Close to two million homes are still without power after an unseasonable snowstorm hit the US East Coast over the weekend.

The storm, which brought up to 30in (76cm) of snow in parts, has been blamed for as many as 23 deaths.

Power outages in two states exceeded damage wrought by Hurricane Irene.

Schools are closed across the storm's path, with children in the state of Connecticut warned to call off Halloween trick-or-treat plans.

The fatalities include one death in Canada and were caused by traffic accidents, electrocutions and other causes as a result of the snowstorm.

At the storm's height, three million homes were without power, while states of emergency were declared in New Jersey, Connecticut, Massachusetts and parts of New York.

'War zone'

Some states have warned it could be days or even a week before residents have power again. Crews have been brought in from as far away as Michigan and Canada.

Trees, branches and power lines still littered roads and rail lines throughout the region, making it difficult for many to get to work on Monday.

Thousands of school children in the region were enjoying one of the earliest snow days in memory on Monday.

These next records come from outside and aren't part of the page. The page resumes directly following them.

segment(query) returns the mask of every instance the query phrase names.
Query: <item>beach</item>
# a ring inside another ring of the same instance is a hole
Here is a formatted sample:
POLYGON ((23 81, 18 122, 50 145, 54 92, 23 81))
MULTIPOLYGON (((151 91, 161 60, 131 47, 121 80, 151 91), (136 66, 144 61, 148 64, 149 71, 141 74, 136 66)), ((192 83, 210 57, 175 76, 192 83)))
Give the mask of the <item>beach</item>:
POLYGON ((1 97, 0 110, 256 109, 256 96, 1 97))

But officials in Connecticut warned residents to cancel their Halloween trick-or-treat plans.

"With so many wires down... the sidewalks will not be safe for pedestrians [Monday] night," said Mark Boughton, mayor of the city of Danbury. "We have 200 streets with wires down... [we] would hate to have children hurt.''

Early on Monday, about 750,000 households were still without power in Connecticut, where the storm damage was said to have surpassed that wreaked by Hurricane Irene in August.

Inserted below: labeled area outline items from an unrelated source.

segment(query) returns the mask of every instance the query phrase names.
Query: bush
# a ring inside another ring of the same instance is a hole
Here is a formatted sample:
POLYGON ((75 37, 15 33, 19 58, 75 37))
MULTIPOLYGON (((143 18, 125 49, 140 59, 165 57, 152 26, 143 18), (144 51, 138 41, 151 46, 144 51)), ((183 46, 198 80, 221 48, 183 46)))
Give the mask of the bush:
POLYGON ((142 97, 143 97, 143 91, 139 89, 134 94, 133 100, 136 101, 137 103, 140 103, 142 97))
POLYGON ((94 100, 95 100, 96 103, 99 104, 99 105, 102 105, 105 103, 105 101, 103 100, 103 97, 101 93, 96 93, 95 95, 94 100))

A motorist in Hartford, Connecticut's capital, told the Associated Press news agency she had spent most of Monday looking for petrol without success.

"There's no gas anywhere," said Debra Palmisano. "It's like we're in a war zone. It's pretty scary, actually."

Image caption The storm broke records for snowfall in October

New Jersey Governor Chris Christie, whose own house lost power, also declared the damage worse than that from Hurricane Irene.

Among the deaths blamed on the storm were an 84-year-old Pennsylvania man killed by a tree that fell on his home, a person who died in a traffic accident in Connecticut and a 20-year-old man who was electrocuted in Massachusetts.

In New York City, a new record for October snowfall was set on Saturday when 1.3in fell in Central Park.

Only three other snowy October days in the US have been recorded in the park in 135 years of record-keeping.

Most of the Occupy Wall Street protesters in New York's Zuccotti Park saw out the storm.

The storm brought chaos to flights schedules at New York airports, while Amtrak reported massive disruption to train services.